"We stood up to Republicans and proved that we won't give in to their hostage-taking politics," said a senior Democratic Senate aide. "Republicans should now understand that we won't be threatened or bullied into giving them what they want."
Congress' after-dusk votes Wednesday to raise the debt ceiling and re-open the shuttered government were a watershed moment in the era of governance by hostage-taking. Republicans proved they were willing to spur a shutdown, which has been costly but not disastrous. But the debt ceiling is a different beast. Republicans folded one day before the deadline, proving that default is a bridge too far for them. That suggests it has all but lost its utility as a weapon for a party out of power to demand concessions from the president.
The next debt limit hike will be required once Treasury exhausts the extraordinary measures available to borrow after the Feb. 7 deadline. And even the staunchest conservatives in the House see the writing on the wall after the GOP freed the hostage this time.
"There's nothing in this for conservatives. Not even a bright or shiny object," a despondent Rep. Tom Massie (R-KY) told TPM. "I don't know how you negotiate up from this capitulation. I think the long faces are a result of the realization, if not the vocalization yet, that this sets the precedent for this Congress."
Conservatives have fond memories of the 2011 debt limit standoff where an emboldened Republican House majority leveraged the threat of default to force a dejected Obama into accepting more than $2 trillion in spending reductions, half of it through through the automatic cuts known as sequestration. But those days are long gone. Obama believes he made a huge mistake by letting the opposition party use the threat of disaster to set policy, and has since taken a hard line against debt limit negotiations in order to break that precedent.
"To my friends in Congress: Understand that how business is done in this town has to change," Obama said Thursday morning, chiding Republicans for repeated brinkmanship and the practice of "lurching from manufactured crisis to manufactured crisis."

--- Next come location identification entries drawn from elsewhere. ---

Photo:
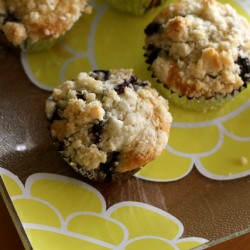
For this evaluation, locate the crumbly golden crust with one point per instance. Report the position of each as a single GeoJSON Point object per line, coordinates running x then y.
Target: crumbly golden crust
{"type": "Point", "coordinates": [36, 20]}
{"type": "Point", "coordinates": [195, 48]}
{"type": "Point", "coordinates": [110, 122]}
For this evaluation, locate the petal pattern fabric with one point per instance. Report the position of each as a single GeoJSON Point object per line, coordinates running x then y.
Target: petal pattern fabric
{"type": "Point", "coordinates": [42, 205]}
{"type": "Point", "coordinates": [111, 39]}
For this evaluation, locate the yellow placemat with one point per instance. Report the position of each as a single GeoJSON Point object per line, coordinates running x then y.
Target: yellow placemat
{"type": "Point", "coordinates": [214, 142]}
{"type": "Point", "coordinates": [71, 214]}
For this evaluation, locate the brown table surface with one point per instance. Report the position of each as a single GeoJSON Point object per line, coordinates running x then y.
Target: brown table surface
{"type": "Point", "coordinates": [10, 240]}
{"type": "Point", "coordinates": [207, 208]}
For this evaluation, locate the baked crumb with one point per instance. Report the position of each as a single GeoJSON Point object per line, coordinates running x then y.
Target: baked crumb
{"type": "Point", "coordinates": [108, 121]}
{"type": "Point", "coordinates": [199, 48]}
{"type": "Point", "coordinates": [243, 160]}
{"type": "Point", "coordinates": [38, 20]}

He has called the GOP's bluff twice since then and watched them fold both times. In January 2013, before the country's borrowing authority was set to expire, House Republicans initially demanded cuts and reforms again in order to lift the ceiling. Obama made abundantly clear he wasn't about to give up anything merely to avert crisis. And Republicans caved, agreeing to extend the debt limit without policy add-ons. This time around, at the end of the day, even conservatives threw up their hands and praised Boehner for fighting the good fight.
"We fought hard to get as many reforms as we possibly could," Rep. Kristi Noem (R-SD) told TPM. "It's been a valiant effort."
A provision in the Wednesday legislation allows Congress to vote on a "motion to disapprove" of a debt limit hike, without a real threat of default. That suggests the debt limit appears to be returning to its traditional place: an opportunity for the party out of power to grandstand and score political points against the president -- much as Sen. Barack Obama did in 2006, when he voted against a debt ceiling hike and used the occasion to excoriate George W. Bush (a move he later said he regretted). Default wasn't seriously threatened then, and after this fiasco, GOP leaders cannot credibly do so again, lest Obama call their bluff a third time.
"I think some of our members may have thought the default issue was a hostage you might take a chance at shooting. Most of us didn't think that," said Senate Minority Leader Mitch McConnell (R-KY) after the 2011 standoff. "What we did learn is this -- it's a hostage that's worth ransoming. And it focuses the Congress on something that must be done."